Blog do Flavio Gomes
#96, Superclassic, farnéis

Gomes nas bancas

SÃO PAULO (bem que podia chover de novo) – Saiu a última edição da “Quatro Rodas – Clássicos”, ao lado da “Classic Show” a melhor revista de carros antigos do país. Tive a honra de ser convidado pelo Sérgio Berezowski, meu ex-colega de “Placar”, para escrever um textinho para a última página, que reproduzo abaixo. […]

SÃO PAULO (bem que podia chover de novo) – Saiu a última edição da “Quatro Rodas – Clássicos”, ao lado da “Classic Show” a melhor revista de carros antigos do país. Tive a honra de ser convidado pelo Sérgio Berezowski, meu ex-colega de “Placar”, para escrever um textinho para a última página, que reproduzo abaixo. Espero que gostem.

O Berê, aliás, é mais que um amigo. Foi ele quem me vendeu, no remoto ano de 1988, meu primeiro DKW… Que está comigo até hoje, claro.

A foto que escolhi para colocar aqui, bem melhor que o texto, é do Vinícius Nunes. E retrata o exato momento descrito nas minhas mal-traçadas.

Foi lindo

Chovia lá fora, e aqui dentro fazia frio. Frio na barriga, o olho nos três reloginhos, o contagiros, a pressão do combustível, a temperatura da água. E a cabeça num cara que mal conheci e que no fim do ano passado morreu sem que o país e o automobilismo prestassem as homenagens que ele merecia.

Seu capô era quase sempre preto, o número, um emblemático 96 laranja numa bolota negra. Sobrancelhas grossas, nariz aquilino, entradas pronunciadas na cabeleira longa jogada ao vento, o olhar esperto, ágil, e nome de piloto: Norman Casari, que se foi no último dia do ano passado.

Norman se foi depois de inscrever seu nome na história ao estabelecer há exatos 40 anos o primeiro recorde brasileiro de velocidade, com o Carcará — um “streamline” com motor DKW, mais de 212 km/h na Rio-Santos. E há exatos 40 anos estava ao volante de um Malzoni na mais marcante das Mil Milhas, aquela que a Vemag, já com seu departamento de competições extinto, quase ganhou com Emerson e Jan Balder, e acabou fazendo segundo, terceiro e quarto, escoltando a carretera de Camillo Christófaro.

Meu pequenino e acanhado DKW virou 96 neste ano, a mesma bolota negra, os algarismos em laranja, as faixas verde-amarelas iguais à do Carcará, a silhueta do Norman na lateral, criação de um amigo, Bruno Mantovani, que entendeu como ninguém como passar para a pintura de um carro a lembrança de um grande homem.

E lá vou eu para a chuva, primeira etapa do campeonato, 20 carros no grid, sem chance alguma de fazer frente aos clássicos mais potentes, Porsches, Pumas, Karmann-Ghias com motor AP, JKs, Corcéis (ah, os plurais de nomes de carros, como resolver isso?)…

Há 40 anos, os DKWs brigavam, sim, mas já se vão quatro décadas, faltam peças, o desenvolvimento é limitado, faço o que posso com meus menos de 50 cavalinhos, meu câmbio de rua, meus pistões com folgas, meu virabrequim montado assim-assim, não falta esforço dos mecânicos e do meu chefe de equipe, apoio dos torcedores (sim, DKW tem torcida!), mas milagre não há.
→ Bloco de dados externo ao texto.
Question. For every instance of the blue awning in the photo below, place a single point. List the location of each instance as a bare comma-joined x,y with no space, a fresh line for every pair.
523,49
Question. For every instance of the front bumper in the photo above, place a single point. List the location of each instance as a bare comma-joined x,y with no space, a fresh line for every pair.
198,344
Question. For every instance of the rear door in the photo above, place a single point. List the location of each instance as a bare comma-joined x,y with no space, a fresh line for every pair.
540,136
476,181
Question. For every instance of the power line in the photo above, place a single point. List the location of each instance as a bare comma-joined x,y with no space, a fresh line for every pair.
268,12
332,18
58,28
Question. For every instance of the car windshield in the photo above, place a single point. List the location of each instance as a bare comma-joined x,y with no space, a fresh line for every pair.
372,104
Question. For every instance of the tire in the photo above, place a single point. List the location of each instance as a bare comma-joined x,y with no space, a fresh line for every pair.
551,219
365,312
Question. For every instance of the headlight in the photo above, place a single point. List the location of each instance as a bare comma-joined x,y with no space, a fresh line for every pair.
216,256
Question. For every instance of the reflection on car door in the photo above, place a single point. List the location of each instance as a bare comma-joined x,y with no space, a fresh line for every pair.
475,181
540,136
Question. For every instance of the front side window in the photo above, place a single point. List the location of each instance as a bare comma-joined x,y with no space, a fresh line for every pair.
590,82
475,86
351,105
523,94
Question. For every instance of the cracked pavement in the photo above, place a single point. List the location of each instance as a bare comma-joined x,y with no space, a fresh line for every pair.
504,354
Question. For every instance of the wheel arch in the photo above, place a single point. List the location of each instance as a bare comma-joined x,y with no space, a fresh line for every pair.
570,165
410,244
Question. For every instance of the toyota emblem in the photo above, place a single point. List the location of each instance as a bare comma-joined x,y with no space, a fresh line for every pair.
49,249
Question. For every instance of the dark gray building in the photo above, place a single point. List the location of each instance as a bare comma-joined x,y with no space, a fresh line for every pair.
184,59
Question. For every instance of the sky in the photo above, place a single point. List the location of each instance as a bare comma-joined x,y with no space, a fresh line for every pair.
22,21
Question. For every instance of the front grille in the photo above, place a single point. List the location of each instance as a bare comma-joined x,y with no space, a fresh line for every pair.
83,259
Vou para a chuva e me viro do jeito que dá, nas curvas de baixa o carrinho urra, arrasta as rodas da frente, a tração dianteira puxa o bichinho e não deixa a traseira escapar, quem vem atrás que espere, mas nas subidas ele arfa, nas retas ele vai ficando, passa todo mundo, e me vejo só a maior parte do tempo, tentando não sair da pista naquele aguaceiro, honrar aquele número e aquela silhueta na lateral, torcendo para que o Norman, onde estiver, não ralhe comigo.

Termino em 16º, dos 20 que largaram três abandonaram, não é exatamente um resultado para se orgulhar, me recolho aos boxes emburrado e decepcionado comigo mesmo, o carrinho ali, talvez tão decepcionado quanto eu, estou ficando velho, é o que ele deve estar pensando.

No dia seguinte recebo um e-mail de dois irmãos de Campinas que estão preparando um outro DKW para correr conosco, dizem que ficaram emocionados com a corrida, e elogiam: impressionante o jeito como você segurou o carro na segunda perna do S do Senna na largada, foi lindo.

Em silêncio, esboço um sorriso e percebo que, afinal, não estava só naquele carro, não. Se foi lindo, foi o Norman.